Ces dialogues chantés entre un frère et une sœur, engagés dans des espaces et des situations différents, donnent la mesure de ce qui se trame dans Le Sang du glacier, opéra de Claire-Mélanie Sinnhuber sur un livret de Lucie Vérat-Solaure dont la mise en scène d’Angélique Clairand restitue avec beaucoup d’ingéniosité les enjeux dramatiques. Le père de Sofia et Matteo est mort, il y a longtemps, englouti par un glacier. Avec le réchauffement climatique, le glacier fond libérant peu à peu les cadavres qui y étaient prisonniers, dont celui de leur père. Mais un phénomène encore plus troublant se manifeste : envahi d’algues rouges, le glacier semble pleurer du sang. Bientôt les rivières et le fleuve en aval sont pollués et il n’est plus possible de boire l’eau du robinet. La scénographie très picturale conçue par Stephan Zimmerli concentre dans un cadre relativement serré tous les espaces en jeu dans cette lutte désespérée contre une contamination générale. Le glacier est présent, mais sous forme réduite dans un aquarium au sein du laboratoire dont le carrelage s’étend non seulement sur le sol, mais aussi en projection sur le tulle qui sépare le plateau dans la largeur. 

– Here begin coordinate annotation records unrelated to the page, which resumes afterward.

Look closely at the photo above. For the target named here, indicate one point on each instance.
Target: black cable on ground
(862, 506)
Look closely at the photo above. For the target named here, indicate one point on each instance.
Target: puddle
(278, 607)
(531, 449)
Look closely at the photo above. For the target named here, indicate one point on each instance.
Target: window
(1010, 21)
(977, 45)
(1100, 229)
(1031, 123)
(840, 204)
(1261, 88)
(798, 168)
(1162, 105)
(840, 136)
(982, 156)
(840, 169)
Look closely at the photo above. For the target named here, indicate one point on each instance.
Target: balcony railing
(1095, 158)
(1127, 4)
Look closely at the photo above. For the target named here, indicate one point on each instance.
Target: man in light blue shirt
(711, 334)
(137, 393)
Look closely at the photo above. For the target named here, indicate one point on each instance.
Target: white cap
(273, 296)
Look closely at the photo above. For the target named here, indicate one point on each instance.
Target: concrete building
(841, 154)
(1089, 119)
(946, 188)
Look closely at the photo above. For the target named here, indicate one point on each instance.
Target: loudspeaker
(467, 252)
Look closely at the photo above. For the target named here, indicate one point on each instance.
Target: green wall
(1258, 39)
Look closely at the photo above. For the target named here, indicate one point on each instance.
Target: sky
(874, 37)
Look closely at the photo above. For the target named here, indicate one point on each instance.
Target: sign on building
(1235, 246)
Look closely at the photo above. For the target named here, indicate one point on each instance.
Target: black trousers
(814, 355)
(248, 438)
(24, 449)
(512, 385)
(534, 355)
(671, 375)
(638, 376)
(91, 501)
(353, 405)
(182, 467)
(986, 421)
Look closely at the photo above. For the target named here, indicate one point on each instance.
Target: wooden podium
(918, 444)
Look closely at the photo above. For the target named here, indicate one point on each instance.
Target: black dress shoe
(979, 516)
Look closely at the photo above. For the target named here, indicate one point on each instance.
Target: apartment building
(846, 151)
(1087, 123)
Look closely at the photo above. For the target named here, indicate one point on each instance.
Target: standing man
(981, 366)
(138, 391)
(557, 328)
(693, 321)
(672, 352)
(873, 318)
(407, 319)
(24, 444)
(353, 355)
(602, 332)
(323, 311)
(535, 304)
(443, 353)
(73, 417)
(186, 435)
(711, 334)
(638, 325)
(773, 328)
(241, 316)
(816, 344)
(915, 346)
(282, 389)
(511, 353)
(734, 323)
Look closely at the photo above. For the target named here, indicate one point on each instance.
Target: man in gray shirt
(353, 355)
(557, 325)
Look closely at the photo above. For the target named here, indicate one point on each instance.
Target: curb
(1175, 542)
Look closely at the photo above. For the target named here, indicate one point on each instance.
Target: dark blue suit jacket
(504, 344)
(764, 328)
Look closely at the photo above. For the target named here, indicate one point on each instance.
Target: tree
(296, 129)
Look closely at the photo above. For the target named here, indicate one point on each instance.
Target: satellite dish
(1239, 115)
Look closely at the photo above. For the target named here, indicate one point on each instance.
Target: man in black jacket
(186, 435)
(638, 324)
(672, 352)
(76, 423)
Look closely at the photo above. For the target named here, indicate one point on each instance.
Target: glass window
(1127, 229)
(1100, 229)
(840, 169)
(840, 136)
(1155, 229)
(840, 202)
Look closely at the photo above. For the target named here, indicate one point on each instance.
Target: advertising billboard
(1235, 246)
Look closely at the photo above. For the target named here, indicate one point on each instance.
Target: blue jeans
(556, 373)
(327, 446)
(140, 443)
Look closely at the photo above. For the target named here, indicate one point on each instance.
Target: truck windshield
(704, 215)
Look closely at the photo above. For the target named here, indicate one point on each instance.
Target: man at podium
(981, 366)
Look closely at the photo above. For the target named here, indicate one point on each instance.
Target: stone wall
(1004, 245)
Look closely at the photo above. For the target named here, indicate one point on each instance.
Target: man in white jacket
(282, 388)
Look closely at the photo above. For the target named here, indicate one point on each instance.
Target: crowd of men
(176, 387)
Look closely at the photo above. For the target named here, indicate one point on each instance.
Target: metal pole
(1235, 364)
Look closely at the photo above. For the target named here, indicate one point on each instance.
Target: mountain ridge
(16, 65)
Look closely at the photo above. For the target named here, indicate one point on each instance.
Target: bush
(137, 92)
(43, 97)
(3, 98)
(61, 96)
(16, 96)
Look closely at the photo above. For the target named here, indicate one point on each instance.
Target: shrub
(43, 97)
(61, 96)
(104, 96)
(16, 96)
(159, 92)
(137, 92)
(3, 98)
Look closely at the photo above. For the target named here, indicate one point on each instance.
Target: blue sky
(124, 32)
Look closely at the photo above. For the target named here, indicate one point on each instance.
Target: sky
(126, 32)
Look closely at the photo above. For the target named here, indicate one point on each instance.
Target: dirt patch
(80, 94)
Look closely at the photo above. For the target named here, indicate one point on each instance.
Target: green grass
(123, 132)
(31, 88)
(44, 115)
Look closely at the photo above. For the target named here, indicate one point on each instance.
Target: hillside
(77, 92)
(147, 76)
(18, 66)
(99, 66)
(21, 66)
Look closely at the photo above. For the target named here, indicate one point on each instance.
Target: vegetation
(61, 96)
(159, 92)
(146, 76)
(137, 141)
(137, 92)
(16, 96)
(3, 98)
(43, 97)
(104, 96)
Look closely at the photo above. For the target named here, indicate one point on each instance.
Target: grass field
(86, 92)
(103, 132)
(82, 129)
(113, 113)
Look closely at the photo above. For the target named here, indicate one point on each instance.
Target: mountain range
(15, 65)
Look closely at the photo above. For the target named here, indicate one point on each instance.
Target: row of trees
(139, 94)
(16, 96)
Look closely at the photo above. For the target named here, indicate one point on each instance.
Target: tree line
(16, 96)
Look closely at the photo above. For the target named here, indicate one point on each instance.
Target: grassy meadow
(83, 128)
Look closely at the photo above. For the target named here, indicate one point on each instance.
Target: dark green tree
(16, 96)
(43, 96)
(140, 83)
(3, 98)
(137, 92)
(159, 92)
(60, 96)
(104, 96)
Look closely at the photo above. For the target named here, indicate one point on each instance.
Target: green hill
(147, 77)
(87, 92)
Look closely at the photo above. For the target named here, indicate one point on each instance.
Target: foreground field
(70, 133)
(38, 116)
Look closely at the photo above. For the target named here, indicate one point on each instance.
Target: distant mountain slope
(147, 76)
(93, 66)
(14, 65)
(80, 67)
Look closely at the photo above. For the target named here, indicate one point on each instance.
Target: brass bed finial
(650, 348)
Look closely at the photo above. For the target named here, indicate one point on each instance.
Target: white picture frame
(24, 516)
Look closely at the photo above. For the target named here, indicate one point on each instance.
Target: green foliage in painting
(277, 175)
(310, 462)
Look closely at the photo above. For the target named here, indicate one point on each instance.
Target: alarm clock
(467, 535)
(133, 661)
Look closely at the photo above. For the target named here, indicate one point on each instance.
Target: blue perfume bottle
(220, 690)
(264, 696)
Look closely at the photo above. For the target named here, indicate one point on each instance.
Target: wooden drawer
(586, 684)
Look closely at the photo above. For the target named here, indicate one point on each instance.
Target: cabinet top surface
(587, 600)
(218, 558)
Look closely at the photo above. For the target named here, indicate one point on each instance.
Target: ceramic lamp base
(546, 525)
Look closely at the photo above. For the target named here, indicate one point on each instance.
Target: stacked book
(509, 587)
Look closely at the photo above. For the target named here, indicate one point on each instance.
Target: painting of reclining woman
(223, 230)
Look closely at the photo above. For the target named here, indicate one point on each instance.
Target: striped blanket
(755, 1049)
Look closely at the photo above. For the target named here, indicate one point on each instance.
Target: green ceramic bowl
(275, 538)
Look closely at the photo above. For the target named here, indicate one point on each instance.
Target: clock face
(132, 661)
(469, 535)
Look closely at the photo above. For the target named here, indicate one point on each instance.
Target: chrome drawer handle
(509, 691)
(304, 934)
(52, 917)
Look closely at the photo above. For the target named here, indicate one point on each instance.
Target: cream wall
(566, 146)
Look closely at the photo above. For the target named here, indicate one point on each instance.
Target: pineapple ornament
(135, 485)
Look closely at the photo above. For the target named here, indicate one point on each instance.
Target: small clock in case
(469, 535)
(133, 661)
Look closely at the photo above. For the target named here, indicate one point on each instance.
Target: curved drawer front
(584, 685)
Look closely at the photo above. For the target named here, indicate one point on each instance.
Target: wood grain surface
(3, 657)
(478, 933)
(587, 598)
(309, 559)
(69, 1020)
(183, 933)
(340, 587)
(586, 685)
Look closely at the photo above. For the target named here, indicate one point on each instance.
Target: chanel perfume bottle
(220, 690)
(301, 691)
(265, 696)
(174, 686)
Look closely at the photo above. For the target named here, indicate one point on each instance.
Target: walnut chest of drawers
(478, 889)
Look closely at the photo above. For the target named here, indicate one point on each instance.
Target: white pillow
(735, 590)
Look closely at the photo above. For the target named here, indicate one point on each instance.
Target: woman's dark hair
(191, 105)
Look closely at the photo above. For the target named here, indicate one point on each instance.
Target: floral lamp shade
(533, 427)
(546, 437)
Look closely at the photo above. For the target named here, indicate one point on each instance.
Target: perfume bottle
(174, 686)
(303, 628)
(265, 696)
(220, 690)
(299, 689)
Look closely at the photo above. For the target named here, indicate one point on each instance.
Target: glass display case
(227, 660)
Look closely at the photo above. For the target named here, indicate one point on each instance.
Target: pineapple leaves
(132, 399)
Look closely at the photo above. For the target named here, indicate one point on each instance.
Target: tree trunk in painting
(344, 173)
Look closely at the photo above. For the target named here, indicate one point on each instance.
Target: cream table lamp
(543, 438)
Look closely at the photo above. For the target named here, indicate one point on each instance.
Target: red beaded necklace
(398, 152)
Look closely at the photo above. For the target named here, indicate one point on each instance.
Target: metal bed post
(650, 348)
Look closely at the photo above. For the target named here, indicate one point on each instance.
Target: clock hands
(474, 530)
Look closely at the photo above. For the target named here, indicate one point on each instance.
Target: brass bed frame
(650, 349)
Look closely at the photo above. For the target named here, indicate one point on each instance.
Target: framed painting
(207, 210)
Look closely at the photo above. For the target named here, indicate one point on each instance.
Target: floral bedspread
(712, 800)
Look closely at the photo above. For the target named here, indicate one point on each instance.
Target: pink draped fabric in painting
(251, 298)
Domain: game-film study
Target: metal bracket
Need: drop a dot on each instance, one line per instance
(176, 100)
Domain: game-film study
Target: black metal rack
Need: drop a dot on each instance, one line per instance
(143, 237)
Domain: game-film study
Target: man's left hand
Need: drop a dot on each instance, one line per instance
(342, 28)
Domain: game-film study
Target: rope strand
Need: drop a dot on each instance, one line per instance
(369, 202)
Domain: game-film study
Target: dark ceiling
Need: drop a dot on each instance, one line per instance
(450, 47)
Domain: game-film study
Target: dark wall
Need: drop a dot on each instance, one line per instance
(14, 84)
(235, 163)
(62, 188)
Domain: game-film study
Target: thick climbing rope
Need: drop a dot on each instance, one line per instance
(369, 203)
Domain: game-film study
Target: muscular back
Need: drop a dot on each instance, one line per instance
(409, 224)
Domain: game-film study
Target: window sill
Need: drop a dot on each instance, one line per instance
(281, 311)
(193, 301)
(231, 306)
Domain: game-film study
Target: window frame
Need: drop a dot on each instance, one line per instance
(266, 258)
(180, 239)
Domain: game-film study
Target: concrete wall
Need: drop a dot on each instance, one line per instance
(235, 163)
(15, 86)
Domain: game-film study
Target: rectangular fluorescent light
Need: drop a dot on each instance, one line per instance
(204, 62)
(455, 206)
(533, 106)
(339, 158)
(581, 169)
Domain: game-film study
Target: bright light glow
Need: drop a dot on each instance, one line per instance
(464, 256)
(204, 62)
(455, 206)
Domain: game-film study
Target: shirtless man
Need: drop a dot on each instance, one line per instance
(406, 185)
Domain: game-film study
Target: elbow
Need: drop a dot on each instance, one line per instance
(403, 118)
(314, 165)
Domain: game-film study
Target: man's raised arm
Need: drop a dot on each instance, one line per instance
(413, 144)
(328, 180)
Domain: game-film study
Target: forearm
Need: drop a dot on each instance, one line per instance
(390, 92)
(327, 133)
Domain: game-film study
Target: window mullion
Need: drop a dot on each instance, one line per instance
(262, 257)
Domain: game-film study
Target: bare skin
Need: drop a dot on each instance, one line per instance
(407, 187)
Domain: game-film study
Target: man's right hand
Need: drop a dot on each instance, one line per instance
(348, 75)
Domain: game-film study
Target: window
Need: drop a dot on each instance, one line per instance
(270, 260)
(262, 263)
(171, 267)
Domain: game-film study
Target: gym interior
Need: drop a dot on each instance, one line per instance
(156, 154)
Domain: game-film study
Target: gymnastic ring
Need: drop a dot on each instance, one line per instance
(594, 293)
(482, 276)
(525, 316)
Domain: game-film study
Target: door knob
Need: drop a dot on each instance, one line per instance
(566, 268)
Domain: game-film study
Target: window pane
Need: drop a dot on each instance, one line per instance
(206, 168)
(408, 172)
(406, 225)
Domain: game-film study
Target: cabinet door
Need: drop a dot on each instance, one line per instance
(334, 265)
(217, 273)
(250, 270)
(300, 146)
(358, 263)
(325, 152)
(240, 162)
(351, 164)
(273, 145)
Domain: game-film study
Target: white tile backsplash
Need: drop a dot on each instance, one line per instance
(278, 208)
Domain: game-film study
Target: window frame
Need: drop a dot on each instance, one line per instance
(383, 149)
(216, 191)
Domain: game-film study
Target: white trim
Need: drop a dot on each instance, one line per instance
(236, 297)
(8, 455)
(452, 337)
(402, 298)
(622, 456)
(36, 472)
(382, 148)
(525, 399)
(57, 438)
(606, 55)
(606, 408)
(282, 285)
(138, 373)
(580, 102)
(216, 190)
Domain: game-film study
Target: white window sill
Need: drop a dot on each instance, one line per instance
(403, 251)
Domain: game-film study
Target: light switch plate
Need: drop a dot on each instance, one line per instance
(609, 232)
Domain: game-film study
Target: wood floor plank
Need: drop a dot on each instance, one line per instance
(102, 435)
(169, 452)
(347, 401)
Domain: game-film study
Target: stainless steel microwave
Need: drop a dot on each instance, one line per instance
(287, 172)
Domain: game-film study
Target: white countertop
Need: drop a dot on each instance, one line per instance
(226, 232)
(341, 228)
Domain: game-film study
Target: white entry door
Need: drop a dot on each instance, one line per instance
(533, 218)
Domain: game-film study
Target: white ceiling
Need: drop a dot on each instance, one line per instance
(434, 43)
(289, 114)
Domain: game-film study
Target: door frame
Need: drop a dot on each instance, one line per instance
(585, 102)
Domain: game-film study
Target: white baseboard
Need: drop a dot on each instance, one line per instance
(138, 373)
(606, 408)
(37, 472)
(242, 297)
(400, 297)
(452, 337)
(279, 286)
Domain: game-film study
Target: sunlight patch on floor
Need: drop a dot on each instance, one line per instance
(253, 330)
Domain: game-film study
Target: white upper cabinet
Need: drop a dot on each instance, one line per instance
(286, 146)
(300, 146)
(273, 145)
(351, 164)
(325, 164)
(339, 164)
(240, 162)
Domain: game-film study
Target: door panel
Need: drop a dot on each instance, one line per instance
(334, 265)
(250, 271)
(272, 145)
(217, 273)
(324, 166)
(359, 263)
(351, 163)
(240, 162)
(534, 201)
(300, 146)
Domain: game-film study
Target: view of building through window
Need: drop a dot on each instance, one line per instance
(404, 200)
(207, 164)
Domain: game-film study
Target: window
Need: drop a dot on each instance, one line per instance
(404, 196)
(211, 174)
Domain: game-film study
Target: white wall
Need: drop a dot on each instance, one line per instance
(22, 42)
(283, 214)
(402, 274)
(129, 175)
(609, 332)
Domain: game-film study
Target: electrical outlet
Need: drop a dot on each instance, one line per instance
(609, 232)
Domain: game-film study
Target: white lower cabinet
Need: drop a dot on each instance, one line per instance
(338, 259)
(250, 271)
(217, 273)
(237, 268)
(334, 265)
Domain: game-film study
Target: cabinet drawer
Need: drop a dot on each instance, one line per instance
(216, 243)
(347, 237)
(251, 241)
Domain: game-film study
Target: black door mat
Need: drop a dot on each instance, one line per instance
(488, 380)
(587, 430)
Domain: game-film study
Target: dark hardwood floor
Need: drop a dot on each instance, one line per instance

Derrière ce mur plus ou moins transparent selon l’éclairage, on distingue l’orchestre, en l’occurrence un trio composé de Mélanie Brégant à l’accordéon, Rose Pollier Méliodon à la harpe et Lila Beauchard au violoncelle. Le fait que les instrumentistes soient intégrées au cœur même de la scénographie dans une position légèrement surplombante de surcroît accentue leur présence au sein du drame où elles jouent en quelque sorte le rôle du chœur. Rôle plutôt ironique, puisqu’il consiste notamment à se lever pour brandir des téléphones portables en disant « On a fait de super photos » – du glacier, évidemment. Leurs mots sont scandés. De même que les parties vocales des deux chanteurs empruntent parfois au sprechgesang un peu comme dans Pelléas et Mélisande de Debussy. D’une manière générale, les parties instrumentales très rythmées voire répétitives, où se mêlent par instants des sonneries de smartphones, contribuent à maintenir une tension dramatique sans pour autant la surcharger d’effets. La double quête du frère et de la sœur, Matteo en route avec son équipement pour trouver l’origine de la contamination qui envahit le glacier, tandis que Sofia étudie l’algue rouge dans son laboratoire, est parfaitement rendue par le procédé qui consiste tantôt à les isoler, tantôt à les faire entrer en communication. Le tout dans sa forme ramassée d’opéra miniature est une vraie réussite où, en dépit de l’urgence et de l’angoisse de ce qui est en jeu, dominent une grâce et une vivacité qui ne sont pas pour rien dans le charme et l’élégance de cette œuvre impeccablement interprétée.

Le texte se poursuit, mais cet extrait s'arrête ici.